The technology is called Cell-in-a-Box. Pharmacyte Biotech developed it as a means of depositing living, normally-functioning cells into a particular part of the body where their presence would have a therapeutic effect. In this case, the cells "in the box" would be insulin-producing islet cells placed within the pancreas. Just like a patient's own cells would detect the presence of glucose and begin producing insulin, the cells inside the encapsulation are capable of sensing high levels of glucose and produce an appropriate amount of insulin.

It's an idea that's been tried before, but as was noted, it's an idea that's generally failed one way or another. The game-changer Pharmacyte brings to the table, however, is the Cell-in-a-Box encapsulation biotechnology.

The key to Cell-in-a-Box is the combination of the right polymers added to the mix in the right way at the right time.

The process starts out with a mix of live cells (insulin-producing pancreatic cells in this case) and a polymer which is then passed through a droplet-forming device into a bath of another proprietary polymer.
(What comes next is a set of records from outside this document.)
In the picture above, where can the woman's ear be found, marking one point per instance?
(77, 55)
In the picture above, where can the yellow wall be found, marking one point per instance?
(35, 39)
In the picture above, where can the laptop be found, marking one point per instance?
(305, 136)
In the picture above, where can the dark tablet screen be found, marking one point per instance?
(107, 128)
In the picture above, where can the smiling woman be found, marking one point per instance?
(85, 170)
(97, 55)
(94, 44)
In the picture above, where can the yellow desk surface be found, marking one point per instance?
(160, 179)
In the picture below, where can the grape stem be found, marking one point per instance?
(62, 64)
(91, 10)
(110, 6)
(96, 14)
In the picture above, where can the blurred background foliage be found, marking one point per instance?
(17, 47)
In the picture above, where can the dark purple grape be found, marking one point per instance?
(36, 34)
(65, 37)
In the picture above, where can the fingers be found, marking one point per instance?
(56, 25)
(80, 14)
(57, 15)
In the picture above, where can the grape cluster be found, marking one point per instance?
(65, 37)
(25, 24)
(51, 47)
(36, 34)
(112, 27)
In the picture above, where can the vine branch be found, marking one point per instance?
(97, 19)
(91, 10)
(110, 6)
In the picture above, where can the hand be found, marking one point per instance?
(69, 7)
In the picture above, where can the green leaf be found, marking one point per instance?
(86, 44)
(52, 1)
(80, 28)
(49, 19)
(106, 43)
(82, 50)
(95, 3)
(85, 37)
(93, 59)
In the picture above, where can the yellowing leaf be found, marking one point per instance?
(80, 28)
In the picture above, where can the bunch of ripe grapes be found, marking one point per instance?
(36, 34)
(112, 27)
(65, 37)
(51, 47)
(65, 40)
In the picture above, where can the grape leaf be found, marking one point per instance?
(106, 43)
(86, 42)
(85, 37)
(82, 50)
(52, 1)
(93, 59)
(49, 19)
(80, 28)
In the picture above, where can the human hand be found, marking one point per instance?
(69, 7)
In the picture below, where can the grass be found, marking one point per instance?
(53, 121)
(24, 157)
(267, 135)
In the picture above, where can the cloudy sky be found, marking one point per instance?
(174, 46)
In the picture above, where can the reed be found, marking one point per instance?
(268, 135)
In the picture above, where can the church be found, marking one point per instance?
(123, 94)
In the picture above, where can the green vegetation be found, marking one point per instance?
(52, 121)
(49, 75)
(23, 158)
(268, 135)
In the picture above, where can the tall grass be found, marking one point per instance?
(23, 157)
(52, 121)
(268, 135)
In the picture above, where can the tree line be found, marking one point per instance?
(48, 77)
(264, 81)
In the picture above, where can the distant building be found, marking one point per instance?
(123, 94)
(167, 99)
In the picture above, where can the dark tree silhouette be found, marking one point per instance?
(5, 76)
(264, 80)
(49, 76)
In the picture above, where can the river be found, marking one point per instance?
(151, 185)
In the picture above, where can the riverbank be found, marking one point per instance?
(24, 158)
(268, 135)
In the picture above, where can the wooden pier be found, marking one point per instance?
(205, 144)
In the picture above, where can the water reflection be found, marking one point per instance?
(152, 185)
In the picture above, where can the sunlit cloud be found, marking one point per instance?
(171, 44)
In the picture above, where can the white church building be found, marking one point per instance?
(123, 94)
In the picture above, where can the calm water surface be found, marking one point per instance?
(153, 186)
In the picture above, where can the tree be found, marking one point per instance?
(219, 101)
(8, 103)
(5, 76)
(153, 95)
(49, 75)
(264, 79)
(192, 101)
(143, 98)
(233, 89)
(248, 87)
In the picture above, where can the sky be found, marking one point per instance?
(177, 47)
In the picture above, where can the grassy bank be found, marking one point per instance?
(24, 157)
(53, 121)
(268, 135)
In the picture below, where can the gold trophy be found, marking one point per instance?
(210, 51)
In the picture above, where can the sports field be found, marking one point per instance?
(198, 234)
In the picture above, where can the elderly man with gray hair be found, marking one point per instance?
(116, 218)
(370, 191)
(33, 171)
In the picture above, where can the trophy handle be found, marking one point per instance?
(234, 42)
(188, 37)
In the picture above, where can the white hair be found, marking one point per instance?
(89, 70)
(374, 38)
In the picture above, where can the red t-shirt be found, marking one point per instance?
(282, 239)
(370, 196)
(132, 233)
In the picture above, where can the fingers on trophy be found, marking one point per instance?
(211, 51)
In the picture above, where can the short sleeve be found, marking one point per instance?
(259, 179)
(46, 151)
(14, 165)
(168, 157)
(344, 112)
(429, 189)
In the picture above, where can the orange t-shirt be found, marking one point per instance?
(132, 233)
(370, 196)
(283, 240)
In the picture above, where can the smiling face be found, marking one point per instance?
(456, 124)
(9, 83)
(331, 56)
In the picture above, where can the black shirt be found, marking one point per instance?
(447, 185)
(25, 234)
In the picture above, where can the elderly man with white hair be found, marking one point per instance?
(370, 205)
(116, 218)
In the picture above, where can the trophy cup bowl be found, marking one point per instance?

When the two polymers meet, a membrane is formed, with the living cells inside of it. This membrane keeps the cells in, lets insulin out, lets nutrients in, and most important, prevents the body's immune system from destroying these cells.... something most previous encapsulation attempts couldn't do.

And that's the proverbial quantum leap for diabetics - an encapsulation technology that actually works for the long haul.

There's still work to be done. Cell-in-a-Box as a treatment pathway for type 1 diabetes is currently in the preclinical research phase, though it was recently validated as a safe biotechnology by University of Veterinary Medicine Vienna. Then again, its confirmed safety can't even be counted as a pleasant surprise, as it's the same delivery technology that's now part of a phase 2 study as a treatment means for pancreatic cancer.

Whatever the case, Pharmacyte Biotech is one step closer to beginning human clinical trials of the diabetes treatment approach. That alone could prove catalytic for its stock, as it has the potential to change the way the world thinks about treating diabetes.